TBILISI, Georgia — Georgia’s president refused to sign into law a bill that severely curtails LGBTQ+ rights in the country and mirrors legislation adopted in neighboring Russia, her office said Wednesday.
Salome Zourabichvili returned the bill, introduced by the ruling party Georgian Dream and approved by lawmakers last month, to the parliament. The parliament speaker now has five days to sign it into law.
The bill includes bans on same-sex marriages, adoptions by same-sex couples and public endorsement and depictions of LGBTQ+ relations and people in the media. It also bans gender-affirming care and changing gender designations in official documents.
The parliament gave the measure its final approval as Georgia, a largely conservative country where the Orthodox Church wields significant influence, prepares to vote in a parliamentary election. The move has been widely seen as an effort by the ruling party to shore up support among conservative groups. It was decried by human rights advocates and LGBTQ+ activists for further marginalizing an already vulnerable community.
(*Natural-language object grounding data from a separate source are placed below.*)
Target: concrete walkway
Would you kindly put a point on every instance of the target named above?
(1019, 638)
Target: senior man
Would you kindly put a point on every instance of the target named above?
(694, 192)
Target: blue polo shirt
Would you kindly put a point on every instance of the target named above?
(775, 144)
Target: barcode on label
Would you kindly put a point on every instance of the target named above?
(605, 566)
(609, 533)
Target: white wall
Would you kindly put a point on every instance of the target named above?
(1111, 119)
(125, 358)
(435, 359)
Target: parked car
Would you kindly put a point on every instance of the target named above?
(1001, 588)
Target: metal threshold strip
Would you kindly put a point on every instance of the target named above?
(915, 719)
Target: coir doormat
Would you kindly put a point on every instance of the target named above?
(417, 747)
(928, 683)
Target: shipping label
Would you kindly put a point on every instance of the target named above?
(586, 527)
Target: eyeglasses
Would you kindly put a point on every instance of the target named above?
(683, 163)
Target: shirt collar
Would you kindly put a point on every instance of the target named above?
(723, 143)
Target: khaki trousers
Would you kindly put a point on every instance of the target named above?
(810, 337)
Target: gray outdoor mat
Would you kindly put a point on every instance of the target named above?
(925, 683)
The anti-LGBTQ+ bill has drawn comparisons with Russia, where the Kremlin has been highlighting “traditional family values.” The Russian authorities in the last decade banned public endorsement of “nontraditional sexual relations” as well as laws against gender-affirming care, among other measures. Its Supreme Court effectively outlawed LGBTQ+ activism by labeling what the authorities called the LGBTQ+ “movement” operating in Russia as an extremist organization and banning it.
In Georgia, the LGBTQ+ community has struggled even before the new law was put forward. Demonstrations and violent outbursts against LGBTQ people have been common, and last year hundreds of opponents of gay rights stormed an LGBTQ+ festival in the Georgian capital, forcing the event’s cancellation. This year, tens of thousands marched in Tbilisi to promote “traditional family values.”
Just a day after the parliament gave its final approval to the anti-LGBTQ+ bill, a transgender actor and model Kesaria Avramidze was stabbed to death in her apartment in the capital, Tbilisi. Rights advocates worried that the bill would stoke more violence.
Zourabichvili has long been at odds with the ruling party, and vetoed the “foreign influence” law adopted by the parliament earlier this year. She was overridden by the parliament, where Georgian Dream dominates.
The measure requires media and nongovernmental organizations to register as “pursuing the interests of a foreign power” if they receive more than 20% of their funding from abroad. It ignited weeks of protests and was widely criticized as threatening democratic freedoms. Those opposing the law compared it to similar legislation in Russia, where it is routinely used to suppress dissent, and accused the ruling party of acting in concert with Moscow, jeopardizing Georgia’s chances of joining the European Union.
The South Caucasus nation of 3.7 million formally applied to join in 2022, after Russia’s full-scale invasion of Ukraine, but the bloc halted its accession in response to the “foreign influence” law and froze some of its financial support. The United States imposed sanctions on dozens of Georgian officials in response to the law.
Georgian Dream was set up by Bidzina Ivanishvili, a shadowy billionaire who made his fortune in Russia and served briefly as Georgia’s prime minister in 2012. It promised to restore civil rights and “reset” relations with Moscow, which fought a brief war with Georgia in 2008 over the breakaway province of South Ossetia. Russia then recognized the independence of South Ossetia and another breakaway Georgian province, Abkhazia, and established military bases there.
Many Georgians backed Ukraine as Kyiv battled Russia’s invasion in 2022. But the Georgian government abstained from joining sanctions against Moscow, barred dozens of Kremlin critics from entering the country, and accused the West of trying to drag Tbilisi into open conflict with Russia. The opposition has accused the ruling party of steering the country into Russia’s orbit at the detriment of its European aspirations.